Wereldwaan
Maria Iskariot
- LP
- Label
- Burning Fik
- Expected release
- 31 October 2025

Maria Iskariot still has no answers to your questions. But they’re reaching out anyway - a wet hand, a wink, a scream, a mess of noise and emotion for anyone who’s danced the Waltz of the Hopeless more times than they’d like to admit.
Their debut album Wereldwaan is punk that doesn’t preach, but refuses to look away. It’s both a joyful protest and a sharp, complicated love letter to life itself - written from inside the confusion, the guilt, the rage and the absurdity of our time. Released via Burning Fik (NL) and Montgrí (ES), it marks their arrival as a powerful new voice in the trans-European punk scene.
Maria Iskariot is a Dutch-language punk band from Ghent with a clear sense of purpose and a deep love for distortion. Formed in 2022 by frontwoman Helena Cazaerck and guitarist Loeke Vanhoutteghem - who first bonded over language and the DIY ethos at a literary festival - the band found its full shape with the addition of drummer Sybe Versluys and bassist Amanda Barbosa. What began as a personal outlet quickly grew into a collective voice: part panic attack, part poetic pamphlet, part riot - but with tenderness, too. The band doesn’t break things (there’s already enough broken); they build, scream, whisper, and hold space.

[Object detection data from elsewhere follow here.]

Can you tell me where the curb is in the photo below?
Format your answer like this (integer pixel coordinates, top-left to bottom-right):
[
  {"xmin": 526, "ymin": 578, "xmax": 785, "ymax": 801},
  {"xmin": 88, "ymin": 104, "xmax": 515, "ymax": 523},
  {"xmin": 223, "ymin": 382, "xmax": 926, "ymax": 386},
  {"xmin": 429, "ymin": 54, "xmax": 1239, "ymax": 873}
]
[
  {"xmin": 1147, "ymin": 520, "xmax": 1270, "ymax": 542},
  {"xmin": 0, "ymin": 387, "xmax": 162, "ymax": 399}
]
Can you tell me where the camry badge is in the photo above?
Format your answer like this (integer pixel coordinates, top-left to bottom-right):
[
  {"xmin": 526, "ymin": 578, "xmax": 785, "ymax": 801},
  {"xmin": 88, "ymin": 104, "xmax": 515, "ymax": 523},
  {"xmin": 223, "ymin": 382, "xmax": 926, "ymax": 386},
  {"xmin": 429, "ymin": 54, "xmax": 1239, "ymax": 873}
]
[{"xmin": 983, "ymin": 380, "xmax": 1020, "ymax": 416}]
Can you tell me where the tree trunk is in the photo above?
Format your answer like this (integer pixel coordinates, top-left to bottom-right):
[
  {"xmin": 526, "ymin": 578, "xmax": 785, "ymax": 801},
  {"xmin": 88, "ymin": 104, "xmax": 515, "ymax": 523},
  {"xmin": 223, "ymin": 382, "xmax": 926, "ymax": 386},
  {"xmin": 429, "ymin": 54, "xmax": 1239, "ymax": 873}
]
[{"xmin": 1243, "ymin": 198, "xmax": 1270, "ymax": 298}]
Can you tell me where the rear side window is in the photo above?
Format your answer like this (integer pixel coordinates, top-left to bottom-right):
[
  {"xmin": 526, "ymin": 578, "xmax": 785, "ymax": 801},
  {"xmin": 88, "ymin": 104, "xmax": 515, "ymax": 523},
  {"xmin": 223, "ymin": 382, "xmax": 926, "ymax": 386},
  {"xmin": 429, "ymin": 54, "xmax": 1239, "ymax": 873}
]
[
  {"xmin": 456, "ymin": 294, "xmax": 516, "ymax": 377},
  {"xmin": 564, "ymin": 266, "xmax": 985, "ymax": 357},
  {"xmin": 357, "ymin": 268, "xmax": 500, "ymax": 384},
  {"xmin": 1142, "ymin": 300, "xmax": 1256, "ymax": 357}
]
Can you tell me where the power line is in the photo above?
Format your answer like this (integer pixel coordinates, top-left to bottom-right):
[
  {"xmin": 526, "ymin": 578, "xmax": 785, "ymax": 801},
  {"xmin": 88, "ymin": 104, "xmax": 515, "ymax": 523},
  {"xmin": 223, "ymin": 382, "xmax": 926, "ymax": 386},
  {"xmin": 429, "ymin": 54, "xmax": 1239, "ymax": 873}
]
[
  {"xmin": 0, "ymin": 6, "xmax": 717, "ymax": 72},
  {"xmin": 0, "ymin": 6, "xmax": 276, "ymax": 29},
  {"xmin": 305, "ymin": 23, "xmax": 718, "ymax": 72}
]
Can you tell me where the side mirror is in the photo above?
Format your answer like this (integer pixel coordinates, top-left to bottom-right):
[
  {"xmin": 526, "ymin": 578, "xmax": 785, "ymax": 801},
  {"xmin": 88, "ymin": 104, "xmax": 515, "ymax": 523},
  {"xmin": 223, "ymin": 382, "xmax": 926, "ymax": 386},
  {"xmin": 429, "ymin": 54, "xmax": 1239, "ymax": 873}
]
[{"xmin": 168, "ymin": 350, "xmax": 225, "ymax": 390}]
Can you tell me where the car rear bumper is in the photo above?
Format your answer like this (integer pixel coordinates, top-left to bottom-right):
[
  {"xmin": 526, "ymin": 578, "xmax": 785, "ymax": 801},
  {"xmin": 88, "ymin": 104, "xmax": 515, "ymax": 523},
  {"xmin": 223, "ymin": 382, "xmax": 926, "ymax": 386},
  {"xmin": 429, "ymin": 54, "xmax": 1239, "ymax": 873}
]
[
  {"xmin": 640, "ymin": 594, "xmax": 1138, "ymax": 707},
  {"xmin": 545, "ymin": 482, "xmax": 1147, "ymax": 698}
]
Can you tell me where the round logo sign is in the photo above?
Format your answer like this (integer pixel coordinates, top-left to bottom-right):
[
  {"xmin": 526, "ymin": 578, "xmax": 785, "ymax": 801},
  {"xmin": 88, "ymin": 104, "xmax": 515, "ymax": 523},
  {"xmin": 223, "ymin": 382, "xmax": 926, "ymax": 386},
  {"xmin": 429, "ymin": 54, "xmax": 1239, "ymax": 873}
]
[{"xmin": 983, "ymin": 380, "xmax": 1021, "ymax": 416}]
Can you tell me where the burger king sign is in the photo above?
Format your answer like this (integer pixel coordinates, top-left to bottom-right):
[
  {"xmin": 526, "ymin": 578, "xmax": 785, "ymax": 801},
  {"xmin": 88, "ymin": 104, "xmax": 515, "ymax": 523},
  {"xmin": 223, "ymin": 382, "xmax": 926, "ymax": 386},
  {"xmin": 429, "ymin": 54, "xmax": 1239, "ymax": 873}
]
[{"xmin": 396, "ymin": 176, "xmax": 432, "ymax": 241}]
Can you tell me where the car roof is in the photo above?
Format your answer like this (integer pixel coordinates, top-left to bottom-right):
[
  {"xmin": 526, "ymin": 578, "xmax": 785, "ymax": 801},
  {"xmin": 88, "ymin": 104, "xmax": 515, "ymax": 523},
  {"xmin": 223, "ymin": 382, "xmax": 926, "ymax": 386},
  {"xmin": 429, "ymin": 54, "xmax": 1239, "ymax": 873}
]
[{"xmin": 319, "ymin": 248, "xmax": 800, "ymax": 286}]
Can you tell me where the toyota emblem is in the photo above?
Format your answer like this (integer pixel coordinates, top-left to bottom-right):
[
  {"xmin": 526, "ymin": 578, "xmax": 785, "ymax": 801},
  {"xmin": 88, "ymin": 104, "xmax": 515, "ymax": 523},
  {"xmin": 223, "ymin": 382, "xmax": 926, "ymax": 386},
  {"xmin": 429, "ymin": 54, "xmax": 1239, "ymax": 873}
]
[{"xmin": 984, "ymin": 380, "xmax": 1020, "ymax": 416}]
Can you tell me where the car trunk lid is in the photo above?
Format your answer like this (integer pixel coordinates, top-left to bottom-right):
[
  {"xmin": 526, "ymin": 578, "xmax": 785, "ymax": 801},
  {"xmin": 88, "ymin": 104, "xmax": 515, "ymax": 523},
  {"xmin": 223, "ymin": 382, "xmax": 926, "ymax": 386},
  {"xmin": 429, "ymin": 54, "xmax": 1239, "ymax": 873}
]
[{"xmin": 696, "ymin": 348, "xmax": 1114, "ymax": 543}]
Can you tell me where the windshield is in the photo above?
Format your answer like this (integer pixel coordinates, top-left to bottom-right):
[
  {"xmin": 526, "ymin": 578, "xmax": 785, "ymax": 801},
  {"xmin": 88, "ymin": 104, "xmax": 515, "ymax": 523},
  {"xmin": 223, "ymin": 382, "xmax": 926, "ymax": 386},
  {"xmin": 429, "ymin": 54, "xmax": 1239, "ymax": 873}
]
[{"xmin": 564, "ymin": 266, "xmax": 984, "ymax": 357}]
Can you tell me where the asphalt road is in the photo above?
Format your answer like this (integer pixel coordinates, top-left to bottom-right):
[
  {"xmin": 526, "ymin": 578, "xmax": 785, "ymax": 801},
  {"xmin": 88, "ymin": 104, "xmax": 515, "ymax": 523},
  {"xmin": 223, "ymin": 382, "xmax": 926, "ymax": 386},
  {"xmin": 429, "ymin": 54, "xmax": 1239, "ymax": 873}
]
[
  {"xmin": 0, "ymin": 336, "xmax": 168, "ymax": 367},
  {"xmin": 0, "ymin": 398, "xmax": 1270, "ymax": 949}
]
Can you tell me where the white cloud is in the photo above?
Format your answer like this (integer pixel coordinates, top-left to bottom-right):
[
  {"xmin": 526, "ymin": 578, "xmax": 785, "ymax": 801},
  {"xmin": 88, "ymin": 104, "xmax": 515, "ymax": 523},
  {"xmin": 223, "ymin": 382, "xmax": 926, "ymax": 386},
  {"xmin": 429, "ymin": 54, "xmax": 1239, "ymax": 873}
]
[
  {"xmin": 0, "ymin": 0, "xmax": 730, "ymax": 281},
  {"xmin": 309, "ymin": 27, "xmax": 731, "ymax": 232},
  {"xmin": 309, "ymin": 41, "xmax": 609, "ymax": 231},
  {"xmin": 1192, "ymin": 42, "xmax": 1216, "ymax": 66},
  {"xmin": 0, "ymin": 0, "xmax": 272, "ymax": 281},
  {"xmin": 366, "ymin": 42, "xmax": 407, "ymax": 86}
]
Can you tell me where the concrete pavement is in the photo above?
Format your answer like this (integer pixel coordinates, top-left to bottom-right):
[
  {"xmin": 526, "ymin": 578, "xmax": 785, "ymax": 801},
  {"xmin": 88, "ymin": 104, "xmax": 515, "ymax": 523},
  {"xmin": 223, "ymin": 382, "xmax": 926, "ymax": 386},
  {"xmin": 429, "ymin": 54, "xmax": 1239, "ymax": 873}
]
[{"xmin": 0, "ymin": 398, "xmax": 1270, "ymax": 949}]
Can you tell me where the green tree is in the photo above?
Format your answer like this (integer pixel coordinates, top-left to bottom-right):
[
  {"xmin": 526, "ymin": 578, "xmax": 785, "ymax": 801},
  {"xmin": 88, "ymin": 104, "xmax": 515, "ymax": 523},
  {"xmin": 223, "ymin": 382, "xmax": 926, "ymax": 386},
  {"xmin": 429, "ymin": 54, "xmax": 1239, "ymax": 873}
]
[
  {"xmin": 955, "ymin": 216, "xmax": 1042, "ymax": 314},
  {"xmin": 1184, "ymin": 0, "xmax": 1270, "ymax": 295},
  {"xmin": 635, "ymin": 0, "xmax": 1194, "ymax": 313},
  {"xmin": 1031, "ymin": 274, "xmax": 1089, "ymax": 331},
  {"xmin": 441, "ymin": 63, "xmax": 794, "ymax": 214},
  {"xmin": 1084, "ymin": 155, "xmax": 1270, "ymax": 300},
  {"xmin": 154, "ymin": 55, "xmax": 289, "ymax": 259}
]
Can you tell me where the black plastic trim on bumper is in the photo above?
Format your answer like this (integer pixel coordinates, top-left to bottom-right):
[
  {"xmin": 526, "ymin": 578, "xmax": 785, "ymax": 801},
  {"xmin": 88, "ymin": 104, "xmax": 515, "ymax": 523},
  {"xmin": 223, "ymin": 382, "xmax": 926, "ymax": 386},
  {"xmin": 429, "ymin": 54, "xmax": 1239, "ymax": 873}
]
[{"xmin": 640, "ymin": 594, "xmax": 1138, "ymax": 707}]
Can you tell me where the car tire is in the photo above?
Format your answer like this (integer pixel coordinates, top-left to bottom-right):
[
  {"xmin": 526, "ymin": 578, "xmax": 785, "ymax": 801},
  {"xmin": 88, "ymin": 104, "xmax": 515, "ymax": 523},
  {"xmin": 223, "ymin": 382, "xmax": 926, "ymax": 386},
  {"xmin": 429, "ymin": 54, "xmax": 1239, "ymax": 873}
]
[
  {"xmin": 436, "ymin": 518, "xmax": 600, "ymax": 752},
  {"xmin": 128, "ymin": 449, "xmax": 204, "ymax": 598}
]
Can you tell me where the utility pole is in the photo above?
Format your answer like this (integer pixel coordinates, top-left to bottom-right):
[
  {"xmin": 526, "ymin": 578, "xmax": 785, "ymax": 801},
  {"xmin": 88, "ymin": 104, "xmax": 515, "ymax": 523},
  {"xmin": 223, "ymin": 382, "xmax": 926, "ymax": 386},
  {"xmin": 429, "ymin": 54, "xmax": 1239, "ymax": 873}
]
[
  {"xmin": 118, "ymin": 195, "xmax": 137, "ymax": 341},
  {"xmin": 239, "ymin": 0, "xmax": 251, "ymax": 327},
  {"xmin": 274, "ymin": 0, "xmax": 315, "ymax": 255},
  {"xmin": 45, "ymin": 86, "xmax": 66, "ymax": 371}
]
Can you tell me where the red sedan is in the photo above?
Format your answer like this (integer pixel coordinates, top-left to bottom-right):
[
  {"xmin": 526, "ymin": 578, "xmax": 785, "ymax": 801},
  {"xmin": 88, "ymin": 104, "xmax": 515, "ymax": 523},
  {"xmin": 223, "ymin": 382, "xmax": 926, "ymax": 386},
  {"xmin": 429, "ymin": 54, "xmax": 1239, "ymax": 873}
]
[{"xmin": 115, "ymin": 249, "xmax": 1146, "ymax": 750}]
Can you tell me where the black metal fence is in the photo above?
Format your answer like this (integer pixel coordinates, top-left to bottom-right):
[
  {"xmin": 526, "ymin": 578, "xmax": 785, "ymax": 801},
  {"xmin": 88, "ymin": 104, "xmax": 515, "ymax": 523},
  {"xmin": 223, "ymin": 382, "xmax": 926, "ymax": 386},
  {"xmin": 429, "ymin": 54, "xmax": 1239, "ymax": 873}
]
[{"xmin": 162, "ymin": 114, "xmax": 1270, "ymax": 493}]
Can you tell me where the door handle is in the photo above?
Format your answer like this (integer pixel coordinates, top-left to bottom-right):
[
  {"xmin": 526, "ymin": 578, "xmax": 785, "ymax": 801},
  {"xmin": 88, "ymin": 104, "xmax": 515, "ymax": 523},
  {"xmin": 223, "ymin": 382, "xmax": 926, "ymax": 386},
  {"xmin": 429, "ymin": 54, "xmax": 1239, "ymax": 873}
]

The name says a lot: Maria Iskariot fuses the sacred (Maria) and the damned (Judas Iskariot), pointing straight to the band’s fascination with moral tension, contradiction and collapse. That duality runs through everything - in their sound, their lyrics, and their presence. They make music about growing up, feeling lost, confronting complicity, and trying to find slivers of hope inside the overwhelm. It’s aggressive and intimate, messy and meticulous, playful and deeply serious.
Wereldwaan expands on the themes of their debut EP EN/EN (2024), which explored identity, moral ambiguity, and a longing for something different in a world that doesn’t reward doubt. On the album, the band sharpen their tools and open up their vision - tackling everything from social despair to interpersonal grief to the absurdity of performance itself. But it’s never didactic. Instead, they offer a kind of solidarity through shared confusion: as Helena puts it,
“We are four people that have found each other. Being a gang, having fun and creating something meaningful together, is our way of coping with the madness attacking us from inside and out. We try to make something beautiful out of frustration, unwanted complicity, greed, fingerpointing, ugliness. We choose life.
We choose not falling for the temptation of depression or aggression. We choose to be friends, not colleagues, we choose to be adventurers not competitors. We choose togetherness not efficiency. We choose expression not the measure stick.
We speak to you, our friends from different languages, in a way that is not about understanding.
We don’t have solutions for the problems that surround us. We don’t claim to know the answer. We only show the alternative.”
Live, Maria Iskariot is a full-body experience - Helena prowls through the crowd, words in your face, daring you to feel something. A live session of “Leugenaar” went viral in early 2024, racking up 2 million views and winning fans from every corner (yes, even Billie Eilish’s dad and Justin Raisen). The band was quickly scooped up by Tropical Fuck Storm to support their UK and Scandinavian tour, blowing away rooms full of people who didn’t understand a word of Dutch but didn’t need to.
Over the course of 2024–25, Maria Iskariot played more than 180 shows across Europe - from sweaty squats to big venues - and picked up serious momentum. They won Humo’s Rock Rally, Belgium’s most prestigious band competition, and were named SoundTrack laureates. They’ve since teamed up with booking agencies across Belgium (Busker), the Netherlands (Radar), Germany (Drift Booking), Spain (Montgrí), and France (WAPA), laying the groundwork for a massive 2026 tour in support of Wereldwaan.
But they’re not just a band on the rise. They’re a band with a worldview. They reject the grind and competition of the music industry and lean into togetherness, mess, joy, and the strange intimacy of singing with strangers. They’re not trying to be understood - they’re trying to connect.
Maria Iskariot is punk in the truest sense: a refusal to conform, a celebration of imperfection, a bold and beautiful mess with its arms wide open.